Apesar se então já haver entre a Vila e
Azurara, a importância da Rua de São Bartolomeu ainda diminuíra pouco, o que só
acontecerá com a abertura das novas estradas a partir da década de 60.
A anexação de
Formariz a Vila do Conde
Provavelmente em 1867, a freguesia de Formariz foi anexada a
Vila do Conde, já que nesse ano terminam os assentos paroquiais e no ano
seguinte a junta de Vila do Conde o era também de “Formariz, anexa”. Embora
antes já estivesse integrada no concelho, quebrava-se assim alguma barreira que
restasse para a adesão dos fiéis de Formariz à Lapa[4].

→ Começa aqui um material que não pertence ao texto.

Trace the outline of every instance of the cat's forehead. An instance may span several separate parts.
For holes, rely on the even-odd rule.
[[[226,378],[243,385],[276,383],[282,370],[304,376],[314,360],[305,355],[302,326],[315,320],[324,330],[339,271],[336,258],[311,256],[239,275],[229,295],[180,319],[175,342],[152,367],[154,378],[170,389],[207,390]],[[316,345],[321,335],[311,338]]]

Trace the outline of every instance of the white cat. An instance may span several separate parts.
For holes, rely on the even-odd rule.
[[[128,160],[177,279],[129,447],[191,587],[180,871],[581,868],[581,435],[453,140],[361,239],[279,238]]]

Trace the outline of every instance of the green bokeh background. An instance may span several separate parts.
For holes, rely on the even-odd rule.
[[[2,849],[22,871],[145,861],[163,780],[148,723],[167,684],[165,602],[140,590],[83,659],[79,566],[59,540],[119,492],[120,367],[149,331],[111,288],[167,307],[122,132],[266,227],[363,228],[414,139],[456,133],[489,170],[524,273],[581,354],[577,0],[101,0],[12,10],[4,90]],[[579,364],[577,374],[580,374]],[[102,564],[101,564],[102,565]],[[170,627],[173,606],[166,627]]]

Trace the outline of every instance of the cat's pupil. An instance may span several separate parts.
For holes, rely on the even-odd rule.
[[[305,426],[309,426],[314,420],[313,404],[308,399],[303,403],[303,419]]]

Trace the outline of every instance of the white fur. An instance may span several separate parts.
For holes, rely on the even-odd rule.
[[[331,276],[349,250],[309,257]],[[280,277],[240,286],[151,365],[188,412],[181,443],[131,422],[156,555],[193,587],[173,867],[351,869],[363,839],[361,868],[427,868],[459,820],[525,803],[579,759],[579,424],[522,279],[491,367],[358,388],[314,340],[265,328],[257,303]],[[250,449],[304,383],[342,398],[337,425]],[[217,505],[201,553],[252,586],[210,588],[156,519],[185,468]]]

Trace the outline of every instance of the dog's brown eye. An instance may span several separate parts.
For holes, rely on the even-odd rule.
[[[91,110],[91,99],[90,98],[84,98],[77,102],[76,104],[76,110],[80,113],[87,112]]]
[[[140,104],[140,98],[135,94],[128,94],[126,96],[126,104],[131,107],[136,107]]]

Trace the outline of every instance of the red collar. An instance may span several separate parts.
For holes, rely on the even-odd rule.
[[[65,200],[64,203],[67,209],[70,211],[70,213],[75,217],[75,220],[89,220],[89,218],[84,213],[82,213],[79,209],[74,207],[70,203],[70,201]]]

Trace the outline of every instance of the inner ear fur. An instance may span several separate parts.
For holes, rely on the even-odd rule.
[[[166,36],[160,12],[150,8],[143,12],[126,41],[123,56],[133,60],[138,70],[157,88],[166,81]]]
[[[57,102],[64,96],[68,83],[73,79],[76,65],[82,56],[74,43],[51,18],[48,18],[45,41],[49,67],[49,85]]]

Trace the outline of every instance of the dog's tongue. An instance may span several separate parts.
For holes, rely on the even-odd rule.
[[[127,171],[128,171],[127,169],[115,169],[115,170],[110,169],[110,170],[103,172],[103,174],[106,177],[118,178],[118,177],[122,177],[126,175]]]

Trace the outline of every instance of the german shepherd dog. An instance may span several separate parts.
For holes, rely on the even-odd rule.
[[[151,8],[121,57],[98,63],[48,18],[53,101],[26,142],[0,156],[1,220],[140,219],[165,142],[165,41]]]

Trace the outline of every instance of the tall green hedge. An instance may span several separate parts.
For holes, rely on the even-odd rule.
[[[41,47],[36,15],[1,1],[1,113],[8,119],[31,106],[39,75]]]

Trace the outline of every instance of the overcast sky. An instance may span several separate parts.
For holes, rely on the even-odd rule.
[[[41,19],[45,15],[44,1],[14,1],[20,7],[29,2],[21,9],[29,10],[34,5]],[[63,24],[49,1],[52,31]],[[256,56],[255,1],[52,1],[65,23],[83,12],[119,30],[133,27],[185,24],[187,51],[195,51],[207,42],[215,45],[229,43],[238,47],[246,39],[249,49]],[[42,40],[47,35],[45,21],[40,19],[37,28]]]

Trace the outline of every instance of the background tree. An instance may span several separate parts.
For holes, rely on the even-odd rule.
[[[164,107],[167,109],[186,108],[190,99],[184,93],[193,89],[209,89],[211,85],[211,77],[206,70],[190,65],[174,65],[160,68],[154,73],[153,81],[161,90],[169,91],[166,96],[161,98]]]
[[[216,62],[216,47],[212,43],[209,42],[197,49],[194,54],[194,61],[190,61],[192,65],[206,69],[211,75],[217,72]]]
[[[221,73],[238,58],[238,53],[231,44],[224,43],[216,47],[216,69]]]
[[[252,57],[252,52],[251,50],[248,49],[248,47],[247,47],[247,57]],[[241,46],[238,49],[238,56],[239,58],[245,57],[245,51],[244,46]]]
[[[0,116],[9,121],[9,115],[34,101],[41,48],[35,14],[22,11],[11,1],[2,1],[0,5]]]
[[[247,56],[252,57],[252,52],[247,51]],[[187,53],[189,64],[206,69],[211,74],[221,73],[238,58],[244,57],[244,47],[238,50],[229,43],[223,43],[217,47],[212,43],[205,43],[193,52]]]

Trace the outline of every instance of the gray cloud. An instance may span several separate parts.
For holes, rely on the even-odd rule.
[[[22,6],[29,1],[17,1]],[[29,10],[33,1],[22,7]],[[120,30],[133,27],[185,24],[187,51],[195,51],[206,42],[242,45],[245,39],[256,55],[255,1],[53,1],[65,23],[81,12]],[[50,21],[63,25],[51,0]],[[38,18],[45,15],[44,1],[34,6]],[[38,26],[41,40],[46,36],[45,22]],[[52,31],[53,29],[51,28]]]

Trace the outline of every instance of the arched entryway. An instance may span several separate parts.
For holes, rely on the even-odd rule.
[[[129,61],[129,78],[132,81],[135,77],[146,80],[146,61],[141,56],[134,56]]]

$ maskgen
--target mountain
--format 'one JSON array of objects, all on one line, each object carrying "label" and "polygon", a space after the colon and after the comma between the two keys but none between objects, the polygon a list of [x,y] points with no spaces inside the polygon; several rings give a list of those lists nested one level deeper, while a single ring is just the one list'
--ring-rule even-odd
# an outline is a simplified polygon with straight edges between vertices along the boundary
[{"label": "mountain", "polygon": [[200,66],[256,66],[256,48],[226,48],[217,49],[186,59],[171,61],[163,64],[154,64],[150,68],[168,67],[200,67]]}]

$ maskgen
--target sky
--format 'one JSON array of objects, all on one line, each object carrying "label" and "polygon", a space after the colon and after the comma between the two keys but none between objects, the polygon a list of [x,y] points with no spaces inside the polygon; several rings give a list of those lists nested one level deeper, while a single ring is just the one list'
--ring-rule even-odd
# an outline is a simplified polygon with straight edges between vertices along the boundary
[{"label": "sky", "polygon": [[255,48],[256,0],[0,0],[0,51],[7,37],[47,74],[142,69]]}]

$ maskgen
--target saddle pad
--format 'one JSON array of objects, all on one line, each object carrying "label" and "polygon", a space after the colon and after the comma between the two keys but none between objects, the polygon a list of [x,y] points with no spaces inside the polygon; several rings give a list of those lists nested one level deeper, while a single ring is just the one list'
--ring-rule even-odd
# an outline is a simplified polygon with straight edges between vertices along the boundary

Irmão da Misericórdia, o Pe. Silos tem lá também o seu
retrato.
Ex-voto de Rita da Piedade de Sousa.
Medalhão do tecto do corpo da
Igreja da Lapa.
Medalhão do tecto da capela-mor.
[1] Na
Igreja Paroquial de Arcos, que vem de 1855, abunda a pintura quer no tecto quer
nas paredes da capela-mor e mesmo nas do corpo do templo. Na de Touguinhó, há o
painel do retábulo-mor, que deve remontar a 1842 ou anos seguintes. Os
medalhões da Igreja da Lapa têm assim um enquadramento em termos de pintura ao
serviço da divulgação duma mensagem religiosa.
[2] Há
uma representação do Olho de Deus num ex-voto de 1838 à Santa Cruz de Balasar e
na capela-mor da Igreja Paroquial de Arcos.
[3] Esta
passagem do sentido literal para o alegórico foi, em tempos, estendida a todo o
texto bíblico; o grande sábio vila-condense Pe. Manuel de Sá, SJ (1530-1596),
foi um dos primeiros estudiosos modernos a reivindicar o regresso ao sentido
literal.
[4] Esta
anexação não foi pacífica. Segundo documentação do Arquivo Municipal, ainda em
1876 “o juiz, tesoureiro, devotos e zeladores da Igreja de Formariz” se
recusavam a dar ao inventário da Matriz “as alfaias, paramentos e fundos
daquela Igreja”. O governador civil mandou que o caso seguisse para o tribunal.